A: The same rules apply; just adjust the electron count. Here's one way to look at it: O²⁻ has ten electrons, so its 2p subshell ends up fully paired (↑↓ ↑↓ ↑↓), which does violate Hund’s rule—but that’s okay because the ion’s ground state has a filled subshell, not a partially filled one.
Q4: How do I know when a diagram is for an excited state?
A: Excited‑state diagrams are usually labeled (e.g., “*” or “excited”). If you’re just sketching a ground‑state configuration, any Hund violation signals an error That's the part that actually makes a difference..

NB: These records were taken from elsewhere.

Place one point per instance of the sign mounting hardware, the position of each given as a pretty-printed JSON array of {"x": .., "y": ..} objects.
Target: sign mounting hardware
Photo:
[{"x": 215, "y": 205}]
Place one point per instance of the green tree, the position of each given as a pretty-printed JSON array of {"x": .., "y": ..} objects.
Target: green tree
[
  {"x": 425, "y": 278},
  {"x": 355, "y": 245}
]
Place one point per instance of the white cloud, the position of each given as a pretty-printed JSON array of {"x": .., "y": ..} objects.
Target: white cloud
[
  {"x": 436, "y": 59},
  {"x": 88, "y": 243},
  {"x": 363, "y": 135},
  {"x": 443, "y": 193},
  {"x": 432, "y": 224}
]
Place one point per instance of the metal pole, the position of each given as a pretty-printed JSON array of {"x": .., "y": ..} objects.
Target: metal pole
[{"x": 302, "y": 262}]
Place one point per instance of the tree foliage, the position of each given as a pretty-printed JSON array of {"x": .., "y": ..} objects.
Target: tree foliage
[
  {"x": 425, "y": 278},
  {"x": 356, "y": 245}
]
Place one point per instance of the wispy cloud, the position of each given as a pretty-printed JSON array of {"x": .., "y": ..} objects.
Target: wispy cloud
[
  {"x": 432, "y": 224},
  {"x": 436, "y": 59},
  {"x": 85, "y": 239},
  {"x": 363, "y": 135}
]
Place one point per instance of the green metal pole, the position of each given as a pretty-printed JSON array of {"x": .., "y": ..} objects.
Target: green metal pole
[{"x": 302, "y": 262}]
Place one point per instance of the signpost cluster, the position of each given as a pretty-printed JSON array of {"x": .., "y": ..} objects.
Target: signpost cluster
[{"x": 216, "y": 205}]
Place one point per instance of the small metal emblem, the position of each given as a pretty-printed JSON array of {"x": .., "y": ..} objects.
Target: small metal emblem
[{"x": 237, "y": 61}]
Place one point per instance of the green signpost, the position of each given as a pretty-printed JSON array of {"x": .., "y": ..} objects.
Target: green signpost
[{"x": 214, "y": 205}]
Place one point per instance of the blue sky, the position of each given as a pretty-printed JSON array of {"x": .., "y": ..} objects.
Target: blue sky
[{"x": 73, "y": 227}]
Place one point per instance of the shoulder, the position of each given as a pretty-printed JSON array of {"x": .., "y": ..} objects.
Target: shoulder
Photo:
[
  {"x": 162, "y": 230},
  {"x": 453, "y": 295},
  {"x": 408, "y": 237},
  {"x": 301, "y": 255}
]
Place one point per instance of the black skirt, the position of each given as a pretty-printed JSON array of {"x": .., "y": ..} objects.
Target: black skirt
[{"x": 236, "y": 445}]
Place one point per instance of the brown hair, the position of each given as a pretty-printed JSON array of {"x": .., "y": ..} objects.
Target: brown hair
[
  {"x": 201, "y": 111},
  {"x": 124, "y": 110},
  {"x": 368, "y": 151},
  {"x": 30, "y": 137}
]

Q5: Why do textbooks sometimes show Hund‑violating diagrams?
A: Rarely, but it can happen in examples meant to illustrate what not to do or to discuss excited configurations. The caption should make that clear—if it doesn’t, it’s probably a typo.
So, you’ve seen the pattern: most “which rule is violated?” questions point straight at Hund’s rule. The mistake is easy to make, hard to spot, and surprisingly impactful. Now, next time you pull out a pen and start filling boxes, remember the three‑step checklist: spread, align spins, then pair. Your orbital diagrams will stay honest, and the chemistry that follows will make a lot more sense. Happy sketching!